# How do you like stocking a 10 gal. freshwater aquarium?



## GloFish1999 (May 14, 2011)

Hey guys! I was just wondering how you like to stock 10 gal. freshwater aquariums, like I asked in the title! So, just post some different ways you like to stock them and why! Here, I'll start:

3 Red Belly X-Ray Tetras because they are really cute looking, but at the same time a little freaky, and 1 Honey Sunset Gourami because they are really pretty and I have heard that they are nice with other fish.

As you can probably guess, you don't have to post ways you have stocked, you can post ways you would like to stock. Post as many as you like, and get creative! THANKS!


----------



## RazzleDazzle30 (Jun 6, 2011)

I love zebra danios - they're small, quick & exciting to watch when you have a group of them. I only have 4 but any more than one will be worth it. A 10gal is a small tank so it's important to not overstock it. I've had a 10g & 20g in the past for years and I just finally up up graded to the 50g.


----------



## GloFish1999 (May 14, 2011)

Yay! You're the first person who has posted their likings other than me!


----------



## hXcChic22 (Dec 26, 2009)

Our 10 gallons are all divided with two bettas each in them


----------



## Lanette001 (Apr 7, 2011)

I like to put a few platies in mine  I also had some neons in with the platies, and I think I inherited a molly too at one point....


----------



## pj1218 (Jun 11, 2011)

well id go with a female betta, 2 mystery snails, 2 african dwarf frogs and then 6 neon tetras.


----------



## emc7 (Jul 23, 2005)

1 pair N. ocellatus "gold", + 100 shells.


----------



## lohachata (Jan 27, 2006)

i usually like to put fish in them.


----------



## GloFish1999 (May 14, 2011)

Coolio!
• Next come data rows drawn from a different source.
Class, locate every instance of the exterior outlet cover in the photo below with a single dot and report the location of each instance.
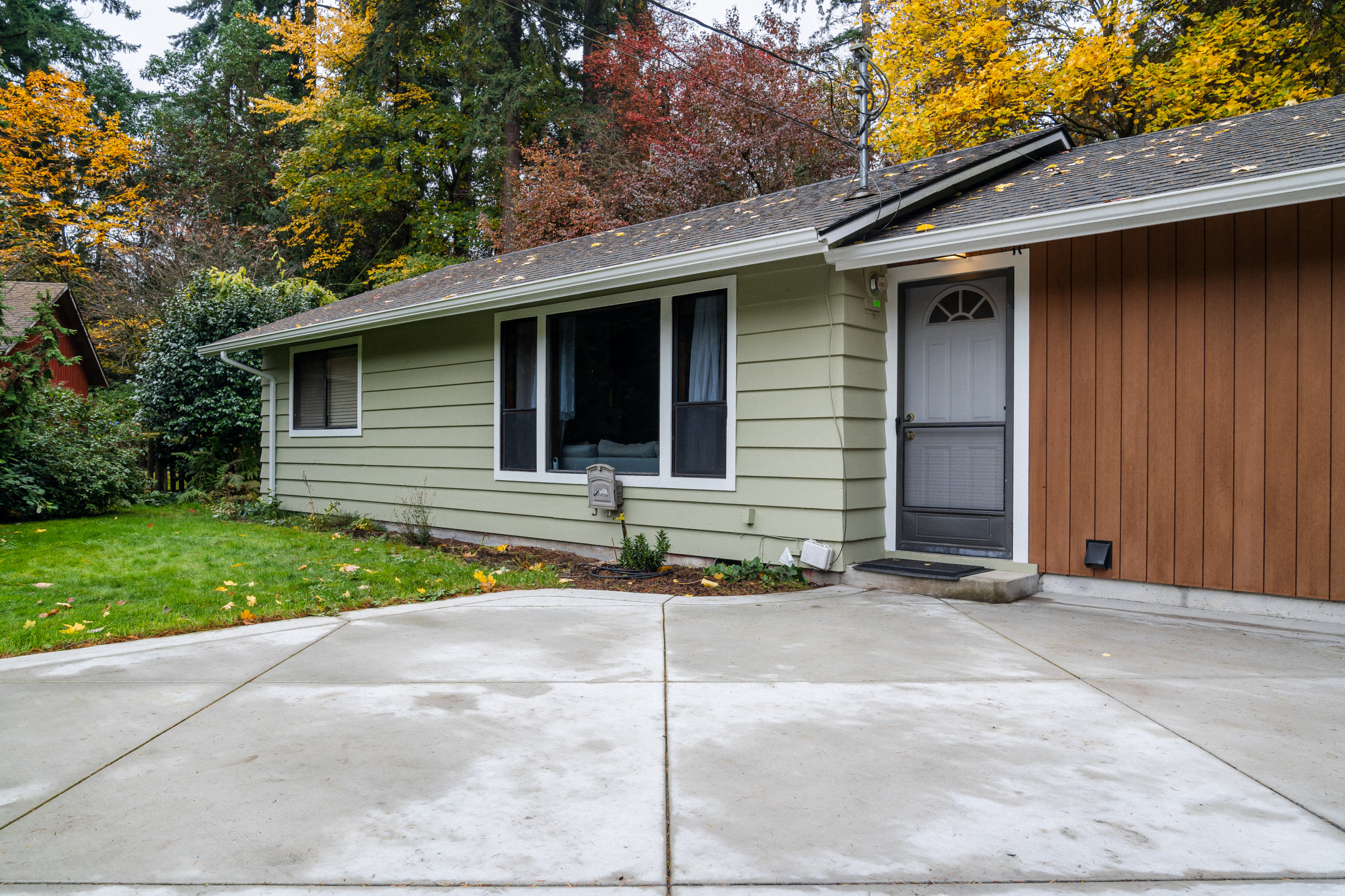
(817, 555)
(1098, 555)
(604, 487)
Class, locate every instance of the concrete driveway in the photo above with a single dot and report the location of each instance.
(795, 744)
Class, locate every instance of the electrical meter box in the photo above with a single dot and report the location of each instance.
(604, 489)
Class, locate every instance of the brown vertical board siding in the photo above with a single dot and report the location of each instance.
(1184, 401)
(1108, 452)
(1163, 400)
(1058, 407)
(1083, 396)
(1218, 529)
(1250, 401)
(1337, 481)
(1038, 256)
(1189, 442)
(1315, 400)
(1130, 555)
(1281, 400)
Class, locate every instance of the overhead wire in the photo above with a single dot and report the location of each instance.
(743, 41)
(686, 68)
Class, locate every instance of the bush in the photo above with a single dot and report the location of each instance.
(413, 516)
(203, 401)
(753, 571)
(75, 456)
(638, 555)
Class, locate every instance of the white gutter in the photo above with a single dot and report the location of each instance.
(927, 194)
(695, 263)
(1285, 189)
(271, 436)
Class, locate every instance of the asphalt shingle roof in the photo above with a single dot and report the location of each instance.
(1309, 135)
(820, 205)
(22, 298)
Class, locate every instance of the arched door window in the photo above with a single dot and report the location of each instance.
(961, 303)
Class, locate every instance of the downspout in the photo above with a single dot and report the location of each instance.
(271, 435)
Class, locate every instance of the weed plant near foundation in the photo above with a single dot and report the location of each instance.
(157, 571)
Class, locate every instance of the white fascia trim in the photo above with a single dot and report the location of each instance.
(841, 233)
(791, 244)
(1285, 189)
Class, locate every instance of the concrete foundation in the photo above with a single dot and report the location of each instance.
(1226, 602)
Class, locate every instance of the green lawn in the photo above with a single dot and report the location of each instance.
(155, 571)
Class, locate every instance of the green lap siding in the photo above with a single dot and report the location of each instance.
(810, 377)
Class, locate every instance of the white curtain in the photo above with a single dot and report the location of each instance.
(707, 363)
(567, 374)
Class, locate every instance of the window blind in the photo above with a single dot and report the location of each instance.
(327, 389)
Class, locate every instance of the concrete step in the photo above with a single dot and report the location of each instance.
(990, 587)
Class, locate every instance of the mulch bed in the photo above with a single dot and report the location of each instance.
(681, 580)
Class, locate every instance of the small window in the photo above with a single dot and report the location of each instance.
(327, 389)
(518, 394)
(700, 405)
(962, 303)
(603, 388)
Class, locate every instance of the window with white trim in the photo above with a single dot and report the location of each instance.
(326, 389)
(640, 382)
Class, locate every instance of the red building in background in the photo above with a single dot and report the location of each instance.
(22, 299)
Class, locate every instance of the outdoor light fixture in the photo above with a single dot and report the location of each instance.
(1098, 555)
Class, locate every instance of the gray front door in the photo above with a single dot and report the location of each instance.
(954, 415)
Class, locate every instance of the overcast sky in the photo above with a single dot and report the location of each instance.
(157, 25)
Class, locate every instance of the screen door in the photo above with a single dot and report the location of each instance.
(954, 415)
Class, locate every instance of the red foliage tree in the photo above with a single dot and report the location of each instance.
(686, 123)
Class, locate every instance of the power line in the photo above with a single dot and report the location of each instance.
(686, 68)
(743, 41)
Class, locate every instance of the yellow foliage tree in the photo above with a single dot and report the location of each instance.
(66, 179)
(966, 72)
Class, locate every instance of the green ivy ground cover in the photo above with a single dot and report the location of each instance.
(155, 571)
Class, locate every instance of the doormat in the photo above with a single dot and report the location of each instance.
(920, 568)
Another way I'd like mine is 2 platies, 1 molly, 3 neon tetras, and 1 mystery snail.


----------



## Betta man (Mar 25, 2011)

Cardinal tetras! Or, I believe you could keep a pair of apistogramma hongsloi in it?


----------



## ChuckFinnley12 (Aug 8, 2011)

I have a ten gallon that is way overstocked now - I started with 5 mollies, and two had babies....and silly me saved every baby I could - so now I need a bigger tank and I'm trying to find homes for them. 
My nephew is getting a tank & baby mollies for his birthday soon. 

soooo many babies...


----------



## ZebraDanio12 (Jun 17, 2011)

I love guppies and like someone else said, zebra danios. I have 7 zebra danios and 6 guppies. Not in a ten gallom, they are now in a 20 gallon together. But I had the zebras in a 10 gallon along with two ADF and a cory. They're really pretty fish, and with guppies you will have more than what you asked for withen a month! I already have 3 babies from buying them a week later...Goodluck!!


----------



## Betta man (Mar 25, 2011)

A male and female betta! Spawn em! That is what I would do!


----------



## GloFish1999 (May 14, 2011)

I would love to breed bettas, but uh, with my luck with breeding my platies, it wouldn't turn out well...


----------



## kris_41 (Aug 3, 2011)

I have guppies. I have two cobra guppies one is yellow and the other is orange, and a tuxedo guppy that is orange and black. I also have a bluish female and black/orange female. Tetras are also cool I plan on getting some when I have a bigger tank.


----------



## funlad3 (Oct 9, 2010)

Betta man said:


> A male and female betta! Spawn em! That is what I would do!


But what have we learned about keeping betta pairs in small tanks for extended periods of time?


----------



## Obsidian (May 20, 2007)

Get about 5 zebra danios and leave them in the tank for a month. After the month is up drop the temp about 5 degrees then leave it there for a couple of days. Slowly warm it back up. Watch them play in a frenzy and enjoy your fry.


----------